"So yesterday was a crazy day.. am I right? Hahah.. I want to say thank you all for your help for reaching help. And thank you everyone who helped Tommy and I. Even those random men at the park. Thank you for helping me. So I came on here to say... thank you for the support and get well wishes and prayers. I saw it all on Twitter and everywhere on my laptop that I'm using. Wilbur has no clue I got my laptop. He's trying to keep me off the internet for a while." I said.
"I'm going to be thanking you each personally soon when Wilbur let's me go from his sight.. which will be in a month or a year.. ahah. Um. Thank you all of Wilburs friends who I recently met who reached out and asked if I was ok and offered to help in some way." I said. I read chat for a bit. I saw a few hate comments and that's all I ended up seeing.
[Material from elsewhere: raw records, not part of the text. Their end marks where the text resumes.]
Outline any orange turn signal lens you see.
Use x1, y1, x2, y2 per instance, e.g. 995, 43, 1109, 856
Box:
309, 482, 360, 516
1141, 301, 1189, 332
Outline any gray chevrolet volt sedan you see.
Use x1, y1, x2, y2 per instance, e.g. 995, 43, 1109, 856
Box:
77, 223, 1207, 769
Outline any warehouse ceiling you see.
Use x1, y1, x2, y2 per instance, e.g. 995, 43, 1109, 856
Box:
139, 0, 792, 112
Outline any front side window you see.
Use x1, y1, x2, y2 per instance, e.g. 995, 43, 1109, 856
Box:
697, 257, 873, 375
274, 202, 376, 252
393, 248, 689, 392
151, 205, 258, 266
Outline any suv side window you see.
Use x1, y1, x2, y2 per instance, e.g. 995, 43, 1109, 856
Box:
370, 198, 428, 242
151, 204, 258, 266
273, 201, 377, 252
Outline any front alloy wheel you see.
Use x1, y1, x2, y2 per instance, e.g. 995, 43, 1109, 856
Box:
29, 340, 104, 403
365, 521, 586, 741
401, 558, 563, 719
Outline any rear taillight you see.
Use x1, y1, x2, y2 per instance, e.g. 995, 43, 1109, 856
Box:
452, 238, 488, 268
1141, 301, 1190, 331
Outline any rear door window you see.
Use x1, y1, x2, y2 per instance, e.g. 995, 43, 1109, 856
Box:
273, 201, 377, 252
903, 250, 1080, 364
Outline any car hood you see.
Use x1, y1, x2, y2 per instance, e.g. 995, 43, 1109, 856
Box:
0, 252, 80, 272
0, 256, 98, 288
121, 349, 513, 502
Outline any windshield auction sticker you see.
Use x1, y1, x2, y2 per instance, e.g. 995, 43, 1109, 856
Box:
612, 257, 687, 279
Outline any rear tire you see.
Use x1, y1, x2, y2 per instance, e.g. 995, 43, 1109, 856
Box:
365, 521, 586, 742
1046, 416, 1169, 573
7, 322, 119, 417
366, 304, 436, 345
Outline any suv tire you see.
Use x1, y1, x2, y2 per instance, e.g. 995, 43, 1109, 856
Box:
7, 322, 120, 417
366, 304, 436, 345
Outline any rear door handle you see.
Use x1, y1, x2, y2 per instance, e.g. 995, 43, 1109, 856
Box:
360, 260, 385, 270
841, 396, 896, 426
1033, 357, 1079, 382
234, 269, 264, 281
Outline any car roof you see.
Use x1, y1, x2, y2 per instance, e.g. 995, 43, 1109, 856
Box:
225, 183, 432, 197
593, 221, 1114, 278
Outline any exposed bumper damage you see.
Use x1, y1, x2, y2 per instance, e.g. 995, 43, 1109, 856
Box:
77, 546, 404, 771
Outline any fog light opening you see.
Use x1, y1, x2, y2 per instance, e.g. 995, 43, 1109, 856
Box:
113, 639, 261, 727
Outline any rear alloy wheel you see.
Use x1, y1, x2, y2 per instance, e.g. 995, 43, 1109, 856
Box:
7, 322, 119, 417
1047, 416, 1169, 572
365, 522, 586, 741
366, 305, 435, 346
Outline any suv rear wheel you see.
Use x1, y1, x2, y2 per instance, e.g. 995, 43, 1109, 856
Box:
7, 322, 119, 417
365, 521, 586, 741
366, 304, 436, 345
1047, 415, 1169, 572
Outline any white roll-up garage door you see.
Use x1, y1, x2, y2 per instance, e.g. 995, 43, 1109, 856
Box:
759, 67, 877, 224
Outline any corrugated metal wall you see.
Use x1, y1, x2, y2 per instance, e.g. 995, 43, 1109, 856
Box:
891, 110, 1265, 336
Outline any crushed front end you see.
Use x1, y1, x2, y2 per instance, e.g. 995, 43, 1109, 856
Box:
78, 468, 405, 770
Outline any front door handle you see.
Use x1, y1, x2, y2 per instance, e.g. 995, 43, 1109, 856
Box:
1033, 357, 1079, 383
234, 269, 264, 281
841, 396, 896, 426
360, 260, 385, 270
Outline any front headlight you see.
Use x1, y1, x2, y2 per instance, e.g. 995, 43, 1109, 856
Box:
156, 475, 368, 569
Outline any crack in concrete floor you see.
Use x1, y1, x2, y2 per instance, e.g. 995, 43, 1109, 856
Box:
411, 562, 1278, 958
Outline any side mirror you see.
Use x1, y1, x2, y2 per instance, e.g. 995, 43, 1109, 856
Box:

"Someone asked about Tommy. Tommy.. I'm not sure I can't speak for him. All I know is that he doesn't believe a word I say and quite frankly I wouldn't ether. I say I'm fine but I'm literally disgusted by my own body. I feel dirty and my body hurts. I just want to cry and disappear in a hole. That's how I feel chat. Now.. I don't want any pitty comments. They don't help chat. They really don't. Everyone can be here for me but in the back of my head nobody is.. chat.. it hasn't been more than 24 hours and I still see him when I close my eyes. I'm scared to sleep. This is how I felt after my dad tried to hurt me and when my moms ex did.." I said. I sighed.
"But Tommy? God bless that man. Yeah chat. A man. I don't want anyone calling him a child anymore ok? He's a god damn man. While I ran some "men" saw me being chased. What did they do? Nothing. I cried for help. I was taken to an Alleyway chat. The man took me down one and tried to do things. I managed to escape and run." I said.
| dave_gamer: Tommy is a fucking bitch for leaving a girl behind.
"Oh fuck off dave_gamer. Tommy is a good man. He left because I made him leave. He wanted to stay but I didn't. He left to get help. He could have left me for dead but he got help. He was worried about me the entire time. He told me he didn't care about himself but rather how I was doing. Chat. Call him whatever you want but that man is selfless! God bless him. If he wasn't with me I would have been hurt. Worse than I am. He deserves the world chat. He really does. He's my hero. And what happened yesterday proves it." I said. I small smile appeared on my lips. I stayed quiet as I smiled for a good 10 seconds.
"Someone in chat asked if I am able to show my cuts. Um... I believe so. I'm wearing a pair of shorts because I have to switch the bandages every hour. So first one. My thigh. It's pretty big. That one hurt a lot. My wrist were tied in rope and you can see the purple still there. The cut on my face. From my top lip to my chin. And then.. my stab wound." I said standing up and pulling up one of Tommy's Hoodies I had stolen from him when I snuck into his house 3 days ago. I covered my boobs with the sleeves so only a bit of under boob showed. That's a surgery cut underneath my boob but the Stab is there." I said. I sat back down.
"Um... I hear Wilbur walking this way so.. thank you all for tuning in and I'll see when I can go live next ok? Chat, send your prayers to Tommy and wish him luck ok? He needs it more. Love you all" I said before ending the stream. I laid back on the wall of the bed right when Wilbur walked in. "You ok?" He asked leaning at the door. I nodded
"Be honest Valerie. You didn't want to eat or do much of anything. And mother isn't picking up for damn phone when a crisis happens" said Wilbur angry. He walked into the room and sat at the edge of the bed. "I'm fine will.... Have you spoken to Tommy's Parents? Is he ok? How is he doing?" I asked sitting up.
"You're worried about how he's doing even after what happened to you?" Asked Wilbur. I nodded. "Yes. So?" I asked.
"Same thing. Hardly eating, not even saying a thing to them. He's stuck in his room and doesn't leave beside use the bathroom." Said Will. "He needs to eat.. maybe if I told him to eat? Would he?" I asked. Wilbur looked at me.
"I understand he's your friend now too but why do you have such interest in him? Do you like Tommy, Valerie?" Asked Wilbur. I didn't say anything. "Not necessarily.. I'm just worried about him.. I care for him Wilbur. I mean he was hurt in a way too wasn't he?" I said.
"I saw how you ran to him and hugged him. That's not how you act with anyone else Valerie. You used to cry out for Mum or I when you used to get scared. You called for him in that moment. All you care is if he's ok. So. Tell me. Do you have feelings for Tommy?" Asked Wilbur.